BDO defies Philippines CDS with tight bond

The Philippine lender returns to dollar bonds after five years off, telling FinanceAsia it wants to get ahead of the US rate hike.

After ICTSI closed a tender offer and new bond last week, the Philippine company's CFO told FinanceAsia that a major driver of the deal was his fear that US interest rates were on their way up. Philippine lender BDO Unibank came out with its own bond this week — and the bank's treasurer admitted the same consideration drove the timing of the deal.

"We want to seize the opportunity before the US Federal Reserve raises rates in December," Pedro Florescio, the Manila-based treasurer of BDO Unibank, told FinanceAsia in a phone interview.

The two issuers were responding to the increasing consensus that the Federal Reserve would hike interest rates in December, a view supported by a series of strong economic data releases and the hawkish-sounding minutes of the Fed's last meeting.

This is not simply the fear that the underlying benchmark — that is, US Treasuries — will increase but that credit spreads could also increase, too, as demand flows to the US market. Florescio pointed to a recent widening in the Philippines credit default as an example of one risk factor. According to market data, the country's five year CDS price was trading at 120bp on Monday, up from around 95bp earlier this year.

In this context, it should come as little surprise that some Philippine issuers want to tap the market. But the strong response that BDO got for its bond should still turn heads, especially given the ballooning CDS price.

The bank priced a $300 million five year bond on Monday night, completing the deal without launching any official roadshow. The bond drew around $600 million of orders and — in a rarity for Philippine issues — bankers said only a tiny amount of that came from domestic investors.

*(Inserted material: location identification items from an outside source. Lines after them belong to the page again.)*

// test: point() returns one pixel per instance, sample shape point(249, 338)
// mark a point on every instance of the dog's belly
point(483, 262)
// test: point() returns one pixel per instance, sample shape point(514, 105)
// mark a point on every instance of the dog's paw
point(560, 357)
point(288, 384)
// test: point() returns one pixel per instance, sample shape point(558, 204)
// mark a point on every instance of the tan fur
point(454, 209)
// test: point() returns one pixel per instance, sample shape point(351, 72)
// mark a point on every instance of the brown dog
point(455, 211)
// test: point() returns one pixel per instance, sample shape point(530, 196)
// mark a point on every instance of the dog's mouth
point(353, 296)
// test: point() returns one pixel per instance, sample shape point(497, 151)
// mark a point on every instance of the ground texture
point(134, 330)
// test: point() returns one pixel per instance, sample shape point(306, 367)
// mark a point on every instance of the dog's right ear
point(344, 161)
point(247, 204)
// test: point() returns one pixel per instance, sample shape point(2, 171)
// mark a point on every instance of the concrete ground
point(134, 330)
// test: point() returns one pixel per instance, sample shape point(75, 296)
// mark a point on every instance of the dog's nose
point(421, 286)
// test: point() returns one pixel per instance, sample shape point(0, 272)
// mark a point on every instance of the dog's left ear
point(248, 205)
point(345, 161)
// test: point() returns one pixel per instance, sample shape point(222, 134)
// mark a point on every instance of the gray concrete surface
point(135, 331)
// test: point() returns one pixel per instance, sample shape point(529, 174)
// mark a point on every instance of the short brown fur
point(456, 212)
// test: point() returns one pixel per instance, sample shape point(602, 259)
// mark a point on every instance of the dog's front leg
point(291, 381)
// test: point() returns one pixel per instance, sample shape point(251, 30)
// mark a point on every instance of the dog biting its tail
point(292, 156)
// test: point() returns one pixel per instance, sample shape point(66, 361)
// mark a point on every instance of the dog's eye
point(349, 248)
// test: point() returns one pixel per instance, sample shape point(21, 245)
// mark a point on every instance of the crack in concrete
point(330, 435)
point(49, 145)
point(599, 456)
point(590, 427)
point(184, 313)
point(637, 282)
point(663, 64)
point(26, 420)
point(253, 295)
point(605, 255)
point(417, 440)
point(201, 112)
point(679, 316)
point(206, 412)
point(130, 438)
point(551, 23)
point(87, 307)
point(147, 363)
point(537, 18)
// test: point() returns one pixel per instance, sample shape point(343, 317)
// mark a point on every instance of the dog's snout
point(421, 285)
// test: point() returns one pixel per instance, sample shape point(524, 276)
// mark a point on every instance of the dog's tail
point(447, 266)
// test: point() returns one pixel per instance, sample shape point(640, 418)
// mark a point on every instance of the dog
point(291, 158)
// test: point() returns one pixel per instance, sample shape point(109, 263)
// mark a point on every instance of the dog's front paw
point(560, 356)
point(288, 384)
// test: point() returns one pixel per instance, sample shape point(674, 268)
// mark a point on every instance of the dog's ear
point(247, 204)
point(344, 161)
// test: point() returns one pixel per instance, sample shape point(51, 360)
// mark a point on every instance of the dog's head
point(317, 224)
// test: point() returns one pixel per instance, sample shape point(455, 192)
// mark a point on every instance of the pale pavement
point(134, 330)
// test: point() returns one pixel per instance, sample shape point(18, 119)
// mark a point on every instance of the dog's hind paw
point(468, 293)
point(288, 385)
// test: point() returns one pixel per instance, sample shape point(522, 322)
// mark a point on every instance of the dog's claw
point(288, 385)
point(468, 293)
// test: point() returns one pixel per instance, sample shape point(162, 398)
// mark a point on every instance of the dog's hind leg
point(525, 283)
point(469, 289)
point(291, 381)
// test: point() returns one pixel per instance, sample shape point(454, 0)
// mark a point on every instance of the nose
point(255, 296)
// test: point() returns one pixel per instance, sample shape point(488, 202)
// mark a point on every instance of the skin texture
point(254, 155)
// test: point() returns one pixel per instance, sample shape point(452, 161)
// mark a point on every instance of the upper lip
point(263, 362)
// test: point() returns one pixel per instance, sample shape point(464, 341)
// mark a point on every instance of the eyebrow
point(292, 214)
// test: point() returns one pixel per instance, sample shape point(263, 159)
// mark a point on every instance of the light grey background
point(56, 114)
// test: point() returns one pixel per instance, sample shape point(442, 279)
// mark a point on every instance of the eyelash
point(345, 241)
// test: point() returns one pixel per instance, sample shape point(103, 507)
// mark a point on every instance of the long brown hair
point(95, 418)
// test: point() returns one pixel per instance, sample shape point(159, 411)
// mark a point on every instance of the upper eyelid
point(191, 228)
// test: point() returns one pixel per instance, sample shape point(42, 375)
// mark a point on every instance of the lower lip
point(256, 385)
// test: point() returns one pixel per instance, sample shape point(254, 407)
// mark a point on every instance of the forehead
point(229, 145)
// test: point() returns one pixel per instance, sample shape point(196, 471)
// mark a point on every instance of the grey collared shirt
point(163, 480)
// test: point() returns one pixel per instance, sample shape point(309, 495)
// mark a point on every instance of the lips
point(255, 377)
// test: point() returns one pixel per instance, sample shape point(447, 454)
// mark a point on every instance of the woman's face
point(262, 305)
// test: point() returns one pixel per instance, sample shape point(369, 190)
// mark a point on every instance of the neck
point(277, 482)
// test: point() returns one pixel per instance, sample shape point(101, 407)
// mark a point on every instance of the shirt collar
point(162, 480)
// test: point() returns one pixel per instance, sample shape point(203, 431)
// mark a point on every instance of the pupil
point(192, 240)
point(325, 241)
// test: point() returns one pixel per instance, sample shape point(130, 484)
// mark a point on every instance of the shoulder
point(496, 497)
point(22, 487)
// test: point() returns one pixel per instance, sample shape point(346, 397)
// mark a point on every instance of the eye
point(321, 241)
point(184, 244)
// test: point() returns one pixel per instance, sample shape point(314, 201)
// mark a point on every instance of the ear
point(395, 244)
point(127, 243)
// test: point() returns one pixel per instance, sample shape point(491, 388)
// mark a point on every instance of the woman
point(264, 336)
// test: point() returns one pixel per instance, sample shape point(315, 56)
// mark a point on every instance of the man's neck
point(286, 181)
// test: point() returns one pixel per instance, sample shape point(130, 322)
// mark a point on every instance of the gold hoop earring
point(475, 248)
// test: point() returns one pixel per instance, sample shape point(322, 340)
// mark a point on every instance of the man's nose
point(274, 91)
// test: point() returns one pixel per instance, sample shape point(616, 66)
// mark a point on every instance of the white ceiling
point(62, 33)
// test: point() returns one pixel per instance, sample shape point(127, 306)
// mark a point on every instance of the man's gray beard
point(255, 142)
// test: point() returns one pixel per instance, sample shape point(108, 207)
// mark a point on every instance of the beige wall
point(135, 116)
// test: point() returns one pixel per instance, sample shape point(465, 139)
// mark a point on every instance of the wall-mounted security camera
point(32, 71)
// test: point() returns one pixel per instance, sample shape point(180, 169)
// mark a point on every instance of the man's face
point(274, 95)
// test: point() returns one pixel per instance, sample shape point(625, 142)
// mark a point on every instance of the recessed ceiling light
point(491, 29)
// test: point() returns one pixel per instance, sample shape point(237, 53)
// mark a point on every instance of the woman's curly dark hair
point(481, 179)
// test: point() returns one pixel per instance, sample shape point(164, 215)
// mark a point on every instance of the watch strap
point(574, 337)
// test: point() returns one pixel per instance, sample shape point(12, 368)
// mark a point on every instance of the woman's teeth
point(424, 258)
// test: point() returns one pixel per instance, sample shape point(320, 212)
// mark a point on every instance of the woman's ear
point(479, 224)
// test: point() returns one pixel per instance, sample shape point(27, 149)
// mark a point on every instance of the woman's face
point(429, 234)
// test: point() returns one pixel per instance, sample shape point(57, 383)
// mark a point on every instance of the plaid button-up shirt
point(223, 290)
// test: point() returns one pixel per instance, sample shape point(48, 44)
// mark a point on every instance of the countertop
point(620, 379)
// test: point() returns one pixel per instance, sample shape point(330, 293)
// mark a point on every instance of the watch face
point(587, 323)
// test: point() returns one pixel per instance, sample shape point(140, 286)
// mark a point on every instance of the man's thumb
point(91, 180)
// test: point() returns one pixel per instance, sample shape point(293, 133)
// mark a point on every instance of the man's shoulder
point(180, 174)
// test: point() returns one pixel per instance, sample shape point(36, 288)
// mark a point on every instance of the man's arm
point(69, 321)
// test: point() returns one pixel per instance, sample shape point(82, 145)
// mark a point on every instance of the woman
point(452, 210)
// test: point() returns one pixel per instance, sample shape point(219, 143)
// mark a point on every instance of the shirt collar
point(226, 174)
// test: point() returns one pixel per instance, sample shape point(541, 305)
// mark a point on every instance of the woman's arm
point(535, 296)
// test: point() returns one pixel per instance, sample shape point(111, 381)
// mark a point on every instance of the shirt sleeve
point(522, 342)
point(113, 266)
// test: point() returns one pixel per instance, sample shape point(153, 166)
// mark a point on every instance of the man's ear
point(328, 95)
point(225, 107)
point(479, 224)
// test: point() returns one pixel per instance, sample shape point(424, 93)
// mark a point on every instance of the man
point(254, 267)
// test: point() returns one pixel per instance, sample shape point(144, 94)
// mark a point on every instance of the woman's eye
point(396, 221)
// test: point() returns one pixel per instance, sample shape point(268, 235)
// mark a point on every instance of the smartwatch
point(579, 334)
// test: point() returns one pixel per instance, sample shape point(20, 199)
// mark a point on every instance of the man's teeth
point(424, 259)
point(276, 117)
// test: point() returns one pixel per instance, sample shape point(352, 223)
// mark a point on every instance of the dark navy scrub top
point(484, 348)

The rapid execution and diversified demand is one thing, but more impressive is the fact that BDO got away with the lowest coupon ever paid by a Philippine issuer in the dollar bond market, said a banker familiar with the deal.

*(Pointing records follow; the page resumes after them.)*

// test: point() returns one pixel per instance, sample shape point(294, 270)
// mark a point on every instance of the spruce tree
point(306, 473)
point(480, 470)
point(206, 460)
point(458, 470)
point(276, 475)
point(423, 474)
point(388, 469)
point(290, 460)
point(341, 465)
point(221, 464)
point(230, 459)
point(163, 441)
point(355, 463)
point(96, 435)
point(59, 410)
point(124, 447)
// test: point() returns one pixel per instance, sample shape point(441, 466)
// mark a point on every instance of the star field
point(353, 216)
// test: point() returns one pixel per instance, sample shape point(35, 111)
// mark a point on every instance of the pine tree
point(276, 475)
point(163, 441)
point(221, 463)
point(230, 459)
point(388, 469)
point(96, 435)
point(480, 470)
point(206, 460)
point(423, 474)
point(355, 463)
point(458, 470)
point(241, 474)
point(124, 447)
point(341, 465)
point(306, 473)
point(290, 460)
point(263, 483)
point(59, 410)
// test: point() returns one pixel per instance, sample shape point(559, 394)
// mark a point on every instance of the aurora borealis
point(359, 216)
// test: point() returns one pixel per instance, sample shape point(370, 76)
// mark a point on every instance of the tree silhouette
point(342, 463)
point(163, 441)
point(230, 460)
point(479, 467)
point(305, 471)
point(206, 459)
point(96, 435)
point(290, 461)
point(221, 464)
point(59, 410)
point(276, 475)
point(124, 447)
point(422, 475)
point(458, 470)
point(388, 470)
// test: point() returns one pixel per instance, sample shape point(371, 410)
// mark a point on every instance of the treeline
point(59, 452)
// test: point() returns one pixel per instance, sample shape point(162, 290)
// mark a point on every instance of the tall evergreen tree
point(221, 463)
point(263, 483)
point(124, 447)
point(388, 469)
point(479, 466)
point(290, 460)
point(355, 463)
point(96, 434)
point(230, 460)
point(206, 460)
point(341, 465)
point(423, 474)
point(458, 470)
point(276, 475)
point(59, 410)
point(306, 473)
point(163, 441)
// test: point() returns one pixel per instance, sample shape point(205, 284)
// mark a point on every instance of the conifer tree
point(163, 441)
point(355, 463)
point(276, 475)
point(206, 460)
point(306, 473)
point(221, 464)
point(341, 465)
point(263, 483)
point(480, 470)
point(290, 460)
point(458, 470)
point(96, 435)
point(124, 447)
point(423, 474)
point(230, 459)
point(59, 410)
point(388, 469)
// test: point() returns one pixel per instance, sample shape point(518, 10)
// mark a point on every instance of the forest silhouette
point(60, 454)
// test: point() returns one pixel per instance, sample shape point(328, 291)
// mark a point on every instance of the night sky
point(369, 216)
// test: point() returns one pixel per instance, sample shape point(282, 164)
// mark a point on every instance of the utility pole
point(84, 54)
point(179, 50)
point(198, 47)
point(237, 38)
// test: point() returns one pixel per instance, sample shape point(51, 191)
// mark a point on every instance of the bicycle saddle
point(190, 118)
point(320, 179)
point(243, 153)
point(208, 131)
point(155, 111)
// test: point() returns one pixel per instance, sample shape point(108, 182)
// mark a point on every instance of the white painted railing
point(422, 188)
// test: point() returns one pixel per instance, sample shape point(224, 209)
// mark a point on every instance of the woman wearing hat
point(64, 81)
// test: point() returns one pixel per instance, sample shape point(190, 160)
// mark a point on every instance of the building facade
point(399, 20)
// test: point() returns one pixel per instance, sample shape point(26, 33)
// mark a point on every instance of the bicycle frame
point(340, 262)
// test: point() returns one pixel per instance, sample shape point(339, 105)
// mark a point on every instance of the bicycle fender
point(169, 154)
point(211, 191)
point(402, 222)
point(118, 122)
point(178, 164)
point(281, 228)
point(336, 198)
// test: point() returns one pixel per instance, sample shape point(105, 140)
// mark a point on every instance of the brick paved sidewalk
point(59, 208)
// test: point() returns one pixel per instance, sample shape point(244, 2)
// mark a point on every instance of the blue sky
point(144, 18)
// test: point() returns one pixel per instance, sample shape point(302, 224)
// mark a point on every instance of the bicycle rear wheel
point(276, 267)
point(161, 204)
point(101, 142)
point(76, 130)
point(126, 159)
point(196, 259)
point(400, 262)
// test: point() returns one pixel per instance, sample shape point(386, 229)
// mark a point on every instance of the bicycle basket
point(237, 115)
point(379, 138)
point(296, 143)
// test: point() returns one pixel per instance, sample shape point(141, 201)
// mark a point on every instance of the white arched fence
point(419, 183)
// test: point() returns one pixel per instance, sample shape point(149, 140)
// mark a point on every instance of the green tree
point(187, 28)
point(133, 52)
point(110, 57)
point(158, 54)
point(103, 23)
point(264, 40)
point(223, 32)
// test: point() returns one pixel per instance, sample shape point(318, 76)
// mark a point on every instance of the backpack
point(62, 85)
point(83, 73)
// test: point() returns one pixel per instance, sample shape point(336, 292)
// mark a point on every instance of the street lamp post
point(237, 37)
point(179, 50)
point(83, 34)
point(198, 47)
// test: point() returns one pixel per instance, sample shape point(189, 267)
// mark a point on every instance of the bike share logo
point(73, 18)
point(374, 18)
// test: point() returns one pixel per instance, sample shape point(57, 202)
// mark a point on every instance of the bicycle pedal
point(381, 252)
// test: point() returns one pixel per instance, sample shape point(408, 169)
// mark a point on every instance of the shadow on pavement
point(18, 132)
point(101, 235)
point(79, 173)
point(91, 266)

BDO Unibank will use the proceeds from the new bond to refinance its outstanding $300 million deal maturing in February 2017, the company said a statement with the Philippines Stock Exchange.

In secondary trading on Tuesday, the $300 million October 2021 bond was trading at a cash price of 99.974% to yield 2.631%, slightly lower than its reoffer price at 99.977%.

Standard Chartered and UBS were the bookrunners and initially pitched investors with pricing of “the 155bp area” over Treasuries. But they ended up pricing at a Treasury spread of 135bp, or a 2.63% coupon.

The final order book closed at $600 million after orders from 70 accounts. Asian investors took 87% of the deal, while Europeans accounted for 13%. By investor type, fund managers represented 45%, banks 15% and insurance funds and agencies 12%. The remaining 28% went to private banks and others.